U.S. Bishops Misrepresent the Will of Catholics in Briefs for Supreme Court LGBT Employment Discrimination Cases
October 11, 2019, Boston, MA. Leaders of DignityUSA, the organization of Catholics committed to justice, equality and full inclusion of lesbian, gay, bisexual, transgender, queer and intersex (LGBTQI) persons in the church and society, are calling on the U.S. Conference of Catholic Bishops (USCCB) to withdraw or substantially revise the briefs they submitted in conjunction with three employment discrimination cases currently before the U.S. Supreme Court. The cases were brought on behalf of transgender, lesbian and gay individuals fired due to their identities, and seeks to clarify whether Title VII protections prohibiting discrimination on the basis of sex apply to sexual orientation and gender identity.
“The briefs filed by the U.S. Catholic Bishops in these cases totally misrepresent the position of the strong majority of U.S. Catholics, who know it is wrong to fire employees because of who they are or whom they love,” said Marianne Duddy-Burke, Executive Director of DignityUSA.

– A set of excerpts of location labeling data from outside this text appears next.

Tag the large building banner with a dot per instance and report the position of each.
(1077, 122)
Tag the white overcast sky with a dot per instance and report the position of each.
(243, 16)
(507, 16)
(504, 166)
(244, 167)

Duddy-Burke noted that Catholics have long been in the forefront of supporting employment protections for LGBTQI people. “Since at least the early 1990’s, dozens of polls have confirmed that majorities of Catholics believe LGBTQI people should have legal protections for employment, housing, military service, and public accommodations. Those numbers have increased steadily over the years. Currently over 70% of American Catholics support fair employment for LGBTQI people,” she said, citing a March 2019 survey report from Public Religion Research Institute.

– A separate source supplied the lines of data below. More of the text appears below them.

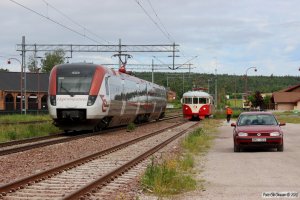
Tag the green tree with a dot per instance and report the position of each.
(258, 100)
(53, 58)
(4, 70)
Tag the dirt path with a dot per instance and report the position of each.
(246, 175)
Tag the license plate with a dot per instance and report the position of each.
(259, 139)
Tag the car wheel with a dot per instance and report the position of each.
(236, 148)
(280, 148)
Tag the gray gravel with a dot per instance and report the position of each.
(246, 175)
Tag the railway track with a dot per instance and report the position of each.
(27, 144)
(86, 177)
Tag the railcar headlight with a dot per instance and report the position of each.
(53, 100)
(91, 100)
(275, 134)
(242, 134)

“It is misleading for the bishops not to acknowledge that their views on such an important civil rights issue are rejected by a significant majority of Catholics,” said Duddy-Burke. “It is clear that most American Catholics understand that our church’s longstanding teachings that all workers should be respected and should be protected from discrimination apply to LGBTQI people, as well as other protected groups. In light of this, DignityUSA believes the USCCB should withdraw or revise their amicus briefs to be clearer about the divide among believers on this issue.”

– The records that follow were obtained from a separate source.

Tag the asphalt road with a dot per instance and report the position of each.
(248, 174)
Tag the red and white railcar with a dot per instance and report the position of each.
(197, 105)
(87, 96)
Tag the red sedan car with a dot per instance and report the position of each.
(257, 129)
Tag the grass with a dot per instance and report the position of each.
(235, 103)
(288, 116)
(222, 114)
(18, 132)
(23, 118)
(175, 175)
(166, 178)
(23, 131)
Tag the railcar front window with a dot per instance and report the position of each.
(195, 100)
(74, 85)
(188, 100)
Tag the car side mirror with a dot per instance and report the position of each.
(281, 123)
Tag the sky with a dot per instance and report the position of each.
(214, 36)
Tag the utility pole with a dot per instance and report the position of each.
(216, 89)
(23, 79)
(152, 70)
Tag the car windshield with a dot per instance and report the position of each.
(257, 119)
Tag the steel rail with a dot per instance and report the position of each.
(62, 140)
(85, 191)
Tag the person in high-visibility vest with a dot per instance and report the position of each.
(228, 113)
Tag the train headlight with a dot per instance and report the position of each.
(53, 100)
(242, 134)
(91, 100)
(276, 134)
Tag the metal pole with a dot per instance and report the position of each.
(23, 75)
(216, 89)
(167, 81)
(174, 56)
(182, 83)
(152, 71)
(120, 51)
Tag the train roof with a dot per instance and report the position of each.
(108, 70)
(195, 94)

DignityUSA also submitted amicus briefs on these cases, citing its experience working with hundreds of employees already terminated on the basis of religious objections to their identity or relationship status. DignityUSA’s briefs noted that these individuals, their spouses, and their families suffered due to loss of income, loss of health insurance and other benefits, social stigma, and the pressures of trying to live within the requirements of nondisclosure agreements they were often forced to sign. “It is vitally important to anyone who identifies as or could be perceived to be LGBTQI that the Supreme Court acknowledge that this is, at root, sex-based discrimination that should be prohibited under Title VII,” DignityUSA states in its brief.
DignityUSA is the world’s oldest and largest organization of Catholics working for justice, equality and full inclusion of LGBTQI people in the church and society. Founded in 1969, it is also a founding member of the Global Network of Rainbow Catholics.